The competition has been three years in the making — the pandemic delayed it — and it will finally be held Sept. 1-4 at the old arena in Rankin Inlet.
The first three days are for the square dance competition, with the last one as a family fun day for the dancers and community.

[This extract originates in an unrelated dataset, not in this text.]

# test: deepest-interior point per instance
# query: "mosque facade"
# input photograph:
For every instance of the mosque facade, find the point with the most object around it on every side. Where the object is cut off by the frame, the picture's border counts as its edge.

Teams from outside of Rankin Inlet are invited to compete. The deadline for registering is Aug. 26. The first-place prize is $8,000, with $6,000 for second and $4,000 for third.
Everyone is welcome to attend the competition, space permitting. Makkigak said safety is the first priority and attendance will be arranged by age group, if required.
No alcohol or drugs will be tolerated.
Makkigak invites everyone to enjoy the competition in remembrance of Luke.